Servicers are resisting the new consumer agency. Paul Leonard, a lobbyist for the Financial Services Roundtable, said his organization’s members believe that there should be better coordination among regulators and that existing agencies can handle the responsibility.

Tara Twomey, a lecturer at Standford Law School who co-authored the large study of bankruptcy cases, says that more regulation would help, but it would only be a "Band-Aid."  "The more fundamental problem is one of market structure," she said. "Borrowers don’t get to choose their servicer."
HomeownersServicerKey FindingsFrom the Judge’s Opinion
Jacalyn Nosek in Massachusetts
Ameriquest
Found overall failure to properly and timely credit Nosek’s payments
Forced Ameriquest to pay $250,000 in emotional distress damages and $500,000 in punitive damages
In the Mar. 6, 2007 order:
- “The Court was outraged by Ameriquest’s actions and found that its failure to maintain accurate accounts exacerbated Nosek’s emotional distress.”
- “As for punitive damages, the Court finds that Ameriquest’s accounting practices are wholly unacceptable for a national mortgage lender.”
Donald and Phyllis Moffitt in Arkansas
America’s Servicing Company (a division of Wells Fargo)

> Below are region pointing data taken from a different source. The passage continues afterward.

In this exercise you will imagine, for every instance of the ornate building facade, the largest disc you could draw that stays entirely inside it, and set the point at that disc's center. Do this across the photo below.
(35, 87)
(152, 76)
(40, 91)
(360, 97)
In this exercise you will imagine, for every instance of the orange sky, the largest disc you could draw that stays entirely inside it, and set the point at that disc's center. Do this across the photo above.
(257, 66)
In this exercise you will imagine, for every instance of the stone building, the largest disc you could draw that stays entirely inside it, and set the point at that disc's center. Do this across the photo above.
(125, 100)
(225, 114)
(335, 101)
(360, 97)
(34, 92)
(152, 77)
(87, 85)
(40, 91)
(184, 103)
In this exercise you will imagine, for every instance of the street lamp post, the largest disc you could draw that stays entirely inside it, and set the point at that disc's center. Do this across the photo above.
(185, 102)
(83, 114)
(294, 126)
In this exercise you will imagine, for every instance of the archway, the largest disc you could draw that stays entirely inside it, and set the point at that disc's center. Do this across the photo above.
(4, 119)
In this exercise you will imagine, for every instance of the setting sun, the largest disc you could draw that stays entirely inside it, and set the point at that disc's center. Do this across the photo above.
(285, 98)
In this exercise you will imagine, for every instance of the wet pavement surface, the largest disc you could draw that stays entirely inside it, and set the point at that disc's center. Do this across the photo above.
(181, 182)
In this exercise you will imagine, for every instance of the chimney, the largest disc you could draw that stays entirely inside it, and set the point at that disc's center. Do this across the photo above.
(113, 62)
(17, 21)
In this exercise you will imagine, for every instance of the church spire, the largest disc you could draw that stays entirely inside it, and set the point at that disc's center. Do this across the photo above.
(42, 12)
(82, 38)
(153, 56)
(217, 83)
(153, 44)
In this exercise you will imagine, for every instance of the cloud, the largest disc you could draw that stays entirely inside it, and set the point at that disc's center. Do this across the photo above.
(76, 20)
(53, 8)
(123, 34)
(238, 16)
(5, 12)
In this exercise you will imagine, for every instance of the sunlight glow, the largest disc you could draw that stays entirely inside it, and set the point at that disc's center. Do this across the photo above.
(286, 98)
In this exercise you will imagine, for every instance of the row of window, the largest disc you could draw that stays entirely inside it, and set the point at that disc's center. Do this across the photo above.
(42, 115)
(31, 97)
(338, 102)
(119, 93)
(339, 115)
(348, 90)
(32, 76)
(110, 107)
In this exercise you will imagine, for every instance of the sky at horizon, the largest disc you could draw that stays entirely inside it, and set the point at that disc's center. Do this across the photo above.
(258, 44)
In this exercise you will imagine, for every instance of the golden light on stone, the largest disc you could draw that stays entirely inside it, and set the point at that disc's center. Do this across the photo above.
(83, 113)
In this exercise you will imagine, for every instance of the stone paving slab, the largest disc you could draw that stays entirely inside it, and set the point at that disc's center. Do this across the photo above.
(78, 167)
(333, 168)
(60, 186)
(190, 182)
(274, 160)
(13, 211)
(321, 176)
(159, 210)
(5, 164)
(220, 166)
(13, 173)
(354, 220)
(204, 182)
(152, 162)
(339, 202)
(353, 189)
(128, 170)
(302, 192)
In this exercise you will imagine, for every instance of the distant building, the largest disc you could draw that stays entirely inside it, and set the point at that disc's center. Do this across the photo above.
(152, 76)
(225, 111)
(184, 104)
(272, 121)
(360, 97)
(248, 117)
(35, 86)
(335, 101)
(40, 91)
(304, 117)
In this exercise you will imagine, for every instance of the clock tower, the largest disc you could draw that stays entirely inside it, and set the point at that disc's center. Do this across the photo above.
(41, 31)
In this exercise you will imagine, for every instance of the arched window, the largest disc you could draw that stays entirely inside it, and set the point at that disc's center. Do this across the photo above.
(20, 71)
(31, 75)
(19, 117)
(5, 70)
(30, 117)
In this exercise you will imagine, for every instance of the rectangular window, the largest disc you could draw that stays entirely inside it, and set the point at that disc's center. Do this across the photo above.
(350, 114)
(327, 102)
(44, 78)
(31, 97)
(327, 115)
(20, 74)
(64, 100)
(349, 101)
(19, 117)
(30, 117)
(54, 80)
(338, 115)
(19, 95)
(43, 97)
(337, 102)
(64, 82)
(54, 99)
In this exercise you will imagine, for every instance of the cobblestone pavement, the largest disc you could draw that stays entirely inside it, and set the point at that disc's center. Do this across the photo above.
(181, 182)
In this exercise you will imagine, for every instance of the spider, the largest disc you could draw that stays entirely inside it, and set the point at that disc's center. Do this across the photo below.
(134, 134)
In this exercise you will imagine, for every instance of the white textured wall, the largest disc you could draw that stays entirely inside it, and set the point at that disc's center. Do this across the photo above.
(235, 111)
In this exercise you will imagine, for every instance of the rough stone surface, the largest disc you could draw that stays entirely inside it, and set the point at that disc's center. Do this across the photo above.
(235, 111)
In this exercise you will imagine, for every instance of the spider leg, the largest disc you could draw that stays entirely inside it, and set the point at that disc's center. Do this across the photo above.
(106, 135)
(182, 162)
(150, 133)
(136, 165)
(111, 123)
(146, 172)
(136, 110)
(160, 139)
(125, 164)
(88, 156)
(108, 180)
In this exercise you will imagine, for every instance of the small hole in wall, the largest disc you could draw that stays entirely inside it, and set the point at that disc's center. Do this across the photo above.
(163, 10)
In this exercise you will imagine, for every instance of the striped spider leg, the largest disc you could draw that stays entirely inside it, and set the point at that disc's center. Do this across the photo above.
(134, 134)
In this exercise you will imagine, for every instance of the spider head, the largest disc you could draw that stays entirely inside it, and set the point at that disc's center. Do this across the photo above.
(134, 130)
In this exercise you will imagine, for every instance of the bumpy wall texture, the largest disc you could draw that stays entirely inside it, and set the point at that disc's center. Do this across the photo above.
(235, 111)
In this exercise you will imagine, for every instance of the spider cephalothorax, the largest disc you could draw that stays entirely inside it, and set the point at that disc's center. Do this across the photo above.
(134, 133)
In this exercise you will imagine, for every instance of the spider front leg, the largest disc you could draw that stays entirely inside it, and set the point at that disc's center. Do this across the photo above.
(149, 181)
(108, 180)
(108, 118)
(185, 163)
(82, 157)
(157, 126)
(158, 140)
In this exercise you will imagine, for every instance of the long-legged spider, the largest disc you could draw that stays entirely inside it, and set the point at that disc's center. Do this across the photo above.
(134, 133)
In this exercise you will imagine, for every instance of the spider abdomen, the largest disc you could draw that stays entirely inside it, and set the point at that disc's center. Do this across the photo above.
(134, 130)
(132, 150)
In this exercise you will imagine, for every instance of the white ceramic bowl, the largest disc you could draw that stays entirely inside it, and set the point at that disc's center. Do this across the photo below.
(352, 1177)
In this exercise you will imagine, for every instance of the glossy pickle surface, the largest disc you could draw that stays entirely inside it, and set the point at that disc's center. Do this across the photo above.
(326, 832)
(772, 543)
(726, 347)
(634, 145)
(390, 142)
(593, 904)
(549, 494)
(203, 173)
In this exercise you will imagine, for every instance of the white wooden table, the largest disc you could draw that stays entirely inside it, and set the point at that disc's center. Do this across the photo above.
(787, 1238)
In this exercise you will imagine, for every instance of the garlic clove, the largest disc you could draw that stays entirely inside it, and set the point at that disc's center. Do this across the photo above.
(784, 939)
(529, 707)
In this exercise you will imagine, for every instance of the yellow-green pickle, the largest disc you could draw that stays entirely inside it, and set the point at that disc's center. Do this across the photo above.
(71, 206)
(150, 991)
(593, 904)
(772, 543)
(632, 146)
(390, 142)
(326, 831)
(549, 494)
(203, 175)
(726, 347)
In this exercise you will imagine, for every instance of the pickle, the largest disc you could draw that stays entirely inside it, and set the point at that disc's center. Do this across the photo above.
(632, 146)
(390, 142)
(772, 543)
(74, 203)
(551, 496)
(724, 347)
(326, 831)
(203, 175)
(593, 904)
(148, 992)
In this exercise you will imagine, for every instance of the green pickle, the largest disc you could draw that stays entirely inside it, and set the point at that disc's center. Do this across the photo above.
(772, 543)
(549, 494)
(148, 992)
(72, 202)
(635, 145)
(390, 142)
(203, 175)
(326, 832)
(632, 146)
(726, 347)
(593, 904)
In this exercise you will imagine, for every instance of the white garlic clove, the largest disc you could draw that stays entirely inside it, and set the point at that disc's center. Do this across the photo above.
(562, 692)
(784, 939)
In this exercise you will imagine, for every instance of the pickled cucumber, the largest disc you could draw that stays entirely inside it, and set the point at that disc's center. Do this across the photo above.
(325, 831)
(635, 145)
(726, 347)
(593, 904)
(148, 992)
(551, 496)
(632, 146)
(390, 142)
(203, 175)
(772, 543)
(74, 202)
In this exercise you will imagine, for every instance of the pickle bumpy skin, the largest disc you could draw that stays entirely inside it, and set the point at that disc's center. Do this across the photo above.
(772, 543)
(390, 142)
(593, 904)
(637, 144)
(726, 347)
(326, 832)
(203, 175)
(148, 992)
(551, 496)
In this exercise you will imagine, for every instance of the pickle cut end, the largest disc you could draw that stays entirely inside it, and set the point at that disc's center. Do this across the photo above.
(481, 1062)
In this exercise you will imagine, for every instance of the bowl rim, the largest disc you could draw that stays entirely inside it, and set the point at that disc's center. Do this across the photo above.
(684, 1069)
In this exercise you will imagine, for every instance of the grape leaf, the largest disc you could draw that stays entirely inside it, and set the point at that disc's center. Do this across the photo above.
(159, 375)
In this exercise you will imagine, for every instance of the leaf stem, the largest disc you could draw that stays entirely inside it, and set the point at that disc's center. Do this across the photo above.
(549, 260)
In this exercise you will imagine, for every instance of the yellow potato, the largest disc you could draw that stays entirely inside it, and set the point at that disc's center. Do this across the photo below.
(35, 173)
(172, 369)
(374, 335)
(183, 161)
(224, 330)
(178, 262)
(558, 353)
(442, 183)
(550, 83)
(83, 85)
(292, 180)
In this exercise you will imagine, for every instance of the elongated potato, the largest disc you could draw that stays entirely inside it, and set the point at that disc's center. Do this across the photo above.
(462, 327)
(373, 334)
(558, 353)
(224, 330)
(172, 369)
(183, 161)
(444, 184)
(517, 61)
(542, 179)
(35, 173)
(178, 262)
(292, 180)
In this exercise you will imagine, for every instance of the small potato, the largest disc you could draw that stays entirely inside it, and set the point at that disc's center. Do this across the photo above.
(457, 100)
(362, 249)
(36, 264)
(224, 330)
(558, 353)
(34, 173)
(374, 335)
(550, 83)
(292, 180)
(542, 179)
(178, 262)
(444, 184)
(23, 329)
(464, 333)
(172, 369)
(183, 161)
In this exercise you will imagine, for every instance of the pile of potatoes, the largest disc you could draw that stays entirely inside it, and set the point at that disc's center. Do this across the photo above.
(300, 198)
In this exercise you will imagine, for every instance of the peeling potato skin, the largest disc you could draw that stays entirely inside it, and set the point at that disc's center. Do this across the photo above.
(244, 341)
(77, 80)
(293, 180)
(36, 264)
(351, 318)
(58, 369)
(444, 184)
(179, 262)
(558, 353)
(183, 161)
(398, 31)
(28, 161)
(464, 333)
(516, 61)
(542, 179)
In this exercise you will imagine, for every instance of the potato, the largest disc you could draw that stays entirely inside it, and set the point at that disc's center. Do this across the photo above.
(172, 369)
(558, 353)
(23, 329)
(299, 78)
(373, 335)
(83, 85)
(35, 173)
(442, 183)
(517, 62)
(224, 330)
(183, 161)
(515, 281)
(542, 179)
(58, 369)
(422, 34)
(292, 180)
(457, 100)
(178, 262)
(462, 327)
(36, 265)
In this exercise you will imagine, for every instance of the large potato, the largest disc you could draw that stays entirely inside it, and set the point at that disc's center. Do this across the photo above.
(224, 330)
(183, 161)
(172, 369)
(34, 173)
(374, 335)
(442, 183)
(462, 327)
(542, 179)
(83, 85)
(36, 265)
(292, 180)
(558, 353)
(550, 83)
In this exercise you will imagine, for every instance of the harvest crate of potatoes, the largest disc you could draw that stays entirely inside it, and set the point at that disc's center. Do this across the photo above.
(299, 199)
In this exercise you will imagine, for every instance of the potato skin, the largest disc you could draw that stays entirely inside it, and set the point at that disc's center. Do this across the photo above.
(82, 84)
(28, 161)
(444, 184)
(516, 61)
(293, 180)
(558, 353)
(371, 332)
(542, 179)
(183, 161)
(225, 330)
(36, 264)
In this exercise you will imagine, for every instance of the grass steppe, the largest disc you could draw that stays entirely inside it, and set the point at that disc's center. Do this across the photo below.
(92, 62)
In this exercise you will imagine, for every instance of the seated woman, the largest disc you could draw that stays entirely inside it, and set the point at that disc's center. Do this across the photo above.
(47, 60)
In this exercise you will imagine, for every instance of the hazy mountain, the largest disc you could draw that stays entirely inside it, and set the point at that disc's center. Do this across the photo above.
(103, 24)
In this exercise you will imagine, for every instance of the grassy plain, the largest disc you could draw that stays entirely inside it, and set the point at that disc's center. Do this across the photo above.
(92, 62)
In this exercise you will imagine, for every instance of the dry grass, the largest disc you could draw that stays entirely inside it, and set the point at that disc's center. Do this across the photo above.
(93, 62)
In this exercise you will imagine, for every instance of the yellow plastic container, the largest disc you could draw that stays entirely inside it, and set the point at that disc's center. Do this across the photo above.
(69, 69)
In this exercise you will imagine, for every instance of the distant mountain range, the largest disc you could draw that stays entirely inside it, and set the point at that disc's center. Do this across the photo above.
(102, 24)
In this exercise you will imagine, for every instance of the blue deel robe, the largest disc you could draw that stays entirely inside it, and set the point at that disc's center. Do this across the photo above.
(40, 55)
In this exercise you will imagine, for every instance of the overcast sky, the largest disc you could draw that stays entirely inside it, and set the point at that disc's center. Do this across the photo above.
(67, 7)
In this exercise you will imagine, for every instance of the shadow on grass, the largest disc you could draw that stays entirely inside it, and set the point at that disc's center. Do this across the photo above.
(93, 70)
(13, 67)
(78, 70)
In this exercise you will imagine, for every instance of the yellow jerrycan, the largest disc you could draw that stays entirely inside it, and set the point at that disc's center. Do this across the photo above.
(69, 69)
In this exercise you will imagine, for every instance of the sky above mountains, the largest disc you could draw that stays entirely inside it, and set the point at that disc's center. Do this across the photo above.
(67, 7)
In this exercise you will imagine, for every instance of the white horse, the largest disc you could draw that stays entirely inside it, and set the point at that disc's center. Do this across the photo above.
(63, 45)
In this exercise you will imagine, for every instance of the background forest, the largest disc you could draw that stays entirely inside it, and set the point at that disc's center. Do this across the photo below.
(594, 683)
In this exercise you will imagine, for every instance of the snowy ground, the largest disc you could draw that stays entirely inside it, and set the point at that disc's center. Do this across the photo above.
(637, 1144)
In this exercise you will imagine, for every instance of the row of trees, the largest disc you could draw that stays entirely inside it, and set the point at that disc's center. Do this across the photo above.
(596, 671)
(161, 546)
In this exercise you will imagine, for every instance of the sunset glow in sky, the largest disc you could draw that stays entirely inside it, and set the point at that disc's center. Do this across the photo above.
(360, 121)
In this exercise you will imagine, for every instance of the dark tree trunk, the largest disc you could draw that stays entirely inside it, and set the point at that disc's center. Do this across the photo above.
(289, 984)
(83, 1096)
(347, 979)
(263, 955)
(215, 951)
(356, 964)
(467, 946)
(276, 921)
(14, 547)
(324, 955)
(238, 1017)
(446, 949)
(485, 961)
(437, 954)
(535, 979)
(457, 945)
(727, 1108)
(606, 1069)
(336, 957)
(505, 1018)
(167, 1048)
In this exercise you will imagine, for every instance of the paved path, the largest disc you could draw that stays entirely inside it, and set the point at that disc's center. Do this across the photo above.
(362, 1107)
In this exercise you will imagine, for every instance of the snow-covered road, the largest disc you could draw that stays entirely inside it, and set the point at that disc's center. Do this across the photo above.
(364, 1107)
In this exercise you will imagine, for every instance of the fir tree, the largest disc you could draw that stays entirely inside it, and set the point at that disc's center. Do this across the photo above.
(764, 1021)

Issued a temporary restraining order stopping ASC from trying to collect undue fees and to send only regular, accurate mortgage statements
In the June 18, 2008 opinion:
- “The evidence supports the premise that ASC’s servicing procedures, as exemplified by the Moffitt’s account, are not organized to assure accuracy and accountability.”
Debra Hight in Texas
Wells Fargo
Found Wells Fargo did not provide evidence to justify the $675 in attorney’s fees for a foreclosure that never went through
Found Wells Fargo claimed $779 in escrow fees for unpaid property taxes that it did not prove it actually paid.
In the Aug. 13, 2008 opinion:
- “Wells Fargo has not set forth any evidence that it actually paid the Property Taxes. In contrast, testimony was adduced indicating that… the Property Taxes had not been paid.”
David Collins in Texas
America’s Servicing Company (a division of Wells Fargo)
Judge Marvin Isgur grouped together 10 cases that all included America’s Servicing Company and found that in six cases, ASC charged fees it could not justify, and in two cases, the attorney for ASC intentionally filed inaccurate fee requests.
In the June 8, 2009 opinion:
- “The Court will not authorize payment for conduct that intentionally misled the court.”
Cory and Regina McKain in Louisiana
Ocwen
Judge Elizabeth Magner imposed new accounting procedures after finding Ocwen tried to collect fees it was not owed in one out of every six cases involving Ocwen before the court.
In the May 1, 2009 order:
- “The Court does not believe Ocwen has taken the steps necessary or appropriate to eliminate or correct its pattern of error.”
- “The Court finds that this practice is in bad faith and required greater regulation of Ocwen’s behavior to curtail further abuse of the bankruptcy system.”